The Packaging Machinery Manufacturers Institute is forecasting reduced machinery spending for the remainder of the year. This comes from a revised version of the institute’s 2008 Purchasing Plans Study, the first such midyear update of the annual report PMMI has ever done.
The changes noted in the revised report are relatively moderate but significant nonetheless.
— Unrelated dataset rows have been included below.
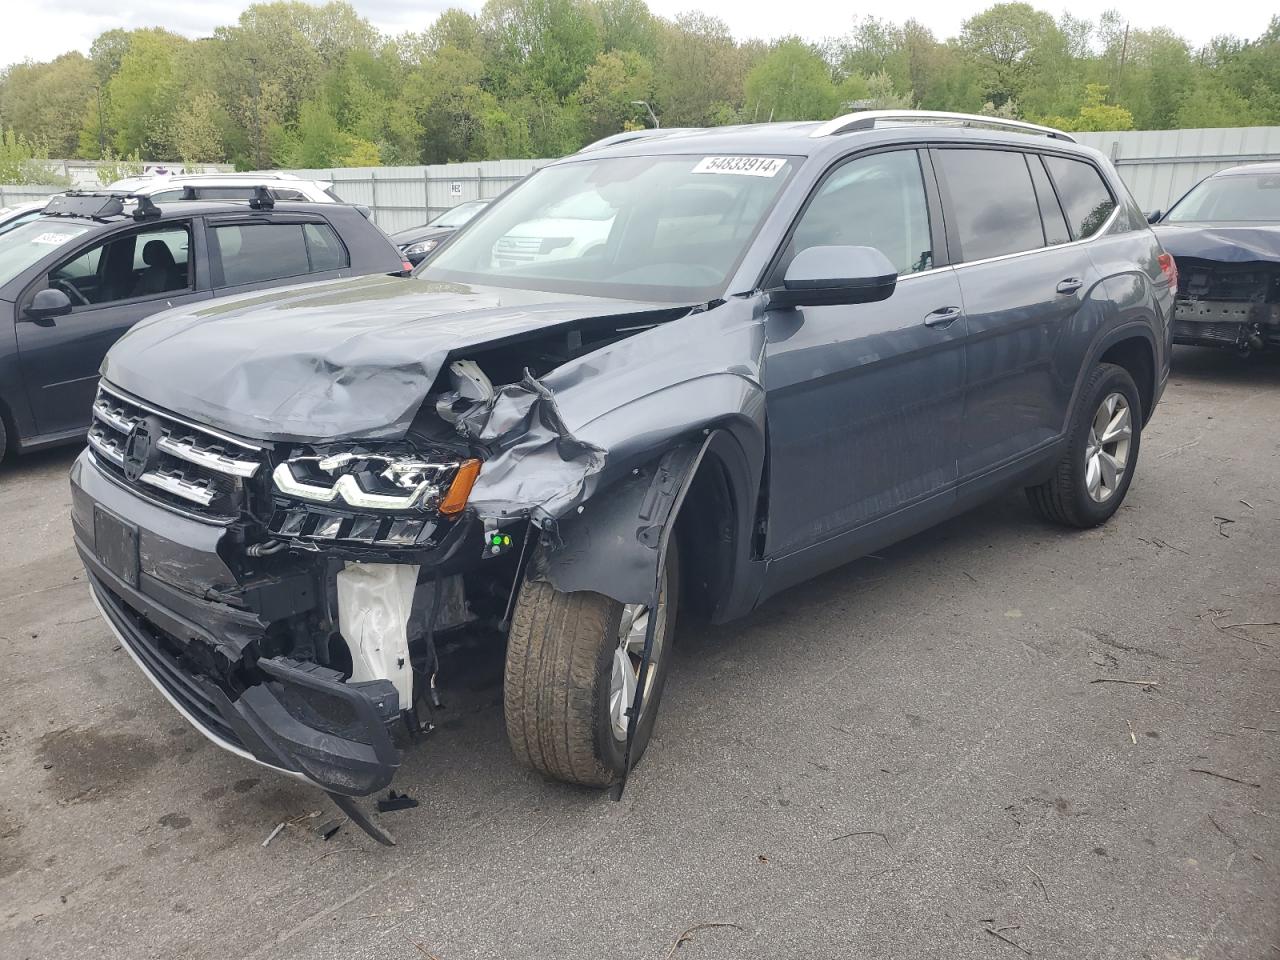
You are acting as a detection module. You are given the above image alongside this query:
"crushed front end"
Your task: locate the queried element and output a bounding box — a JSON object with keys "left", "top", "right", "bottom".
{"left": 1171, "top": 258, "right": 1280, "bottom": 354}
{"left": 71, "top": 382, "right": 528, "bottom": 806}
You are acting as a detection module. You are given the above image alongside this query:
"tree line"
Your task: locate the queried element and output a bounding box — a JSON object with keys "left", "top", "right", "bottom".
{"left": 0, "top": 0, "right": 1277, "bottom": 175}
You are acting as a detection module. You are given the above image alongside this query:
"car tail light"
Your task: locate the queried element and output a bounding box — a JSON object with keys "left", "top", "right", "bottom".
{"left": 1158, "top": 252, "right": 1178, "bottom": 289}
{"left": 401, "top": 260, "right": 414, "bottom": 274}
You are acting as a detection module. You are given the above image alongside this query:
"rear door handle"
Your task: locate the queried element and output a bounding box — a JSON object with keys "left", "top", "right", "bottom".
{"left": 1056, "top": 277, "right": 1084, "bottom": 295}
{"left": 923, "top": 306, "right": 963, "bottom": 328}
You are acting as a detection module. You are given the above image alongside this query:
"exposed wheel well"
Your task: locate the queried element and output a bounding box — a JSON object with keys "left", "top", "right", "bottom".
{"left": 1099, "top": 337, "right": 1156, "bottom": 424}
{"left": 674, "top": 453, "right": 737, "bottom": 622}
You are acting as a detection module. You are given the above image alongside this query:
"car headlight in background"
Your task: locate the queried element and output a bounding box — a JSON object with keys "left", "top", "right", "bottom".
{"left": 402, "top": 238, "right": 440, "bottom": 257}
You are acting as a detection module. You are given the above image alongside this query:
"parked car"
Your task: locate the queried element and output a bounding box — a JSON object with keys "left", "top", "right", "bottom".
{"left": 1149, "top": 162, "right": 1280, "bottom": 354}
{"left": 71, "top": 112, "right": 1173, "bottom": 842}
{"left": 0, "top": 191, "right": 407, "bottom": 459}
{"left": 107, "top": 172, "right": 342, "bottom": 204}
{"left": 392, "top": 199, "right": 489, "bottom": 265}
{"left": 0, "top": 200, "right": 50, "bottom": 238}
{"left": 491, "top": 188, "right": 613, "bottom": 267}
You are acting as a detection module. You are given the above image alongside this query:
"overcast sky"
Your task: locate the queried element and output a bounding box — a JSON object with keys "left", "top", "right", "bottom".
{"left": 2, "top": 0, "right": 1272, "bottom": 69}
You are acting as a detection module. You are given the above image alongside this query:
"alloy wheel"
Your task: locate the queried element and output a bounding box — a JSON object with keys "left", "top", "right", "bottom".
{"left": 1084, "top": 391, "right": 1132, "bottom": 503}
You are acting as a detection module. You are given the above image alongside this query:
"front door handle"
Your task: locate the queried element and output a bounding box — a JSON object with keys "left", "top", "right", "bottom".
{"left": 1056, "top": 277, "right": 1084, "bottom": 295}
{"left": 923, "top": 305, "right": 963, "bottom": 328}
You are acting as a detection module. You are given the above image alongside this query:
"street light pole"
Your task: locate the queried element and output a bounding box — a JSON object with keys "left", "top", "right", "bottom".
{"left": 630, "top": 100, "right": 660, "bottom": 129}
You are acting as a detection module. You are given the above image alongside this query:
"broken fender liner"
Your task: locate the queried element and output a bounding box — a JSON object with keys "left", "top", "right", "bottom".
{"left": 612, "top": 438, "right": 712, "bottom": 800}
More than half of the respondents said they would stay on track with their packaging machinery purchase plans for 2008, but the remainder were split evenly between increasing budgets and scaling back.
"The packaging machinery market’s performance seems to be in line with today’s broader economic picture and the slowness all industries are facing right now," said Charles D. Yuska, president and CEO, PMMI. In light of economic changes this year, PMMI had asked respondents to reexamine their earlier responses.
The new research predicts an increase of 0.4 percent over 2007 in packaging machinery spending vs. a 0.6 percent prediction in the initial survey, bringing the year's anticipated spending to $6.292 billion, slightly less than the $6.304 billion predicted earlier in the year.
"Packagers are bringing in new machinery for two leading reasons: to accommodate new products and to increase capacity for existing products," said Yuska, noting a variety of reasons many packaging machinery buyers are maintaining or increasing their 2008 budgets.
However, weaker-than-expected demand and economic uncertainty have led to project cutbacks, delays, and cancellations that in many cases offset the positive factors he cited.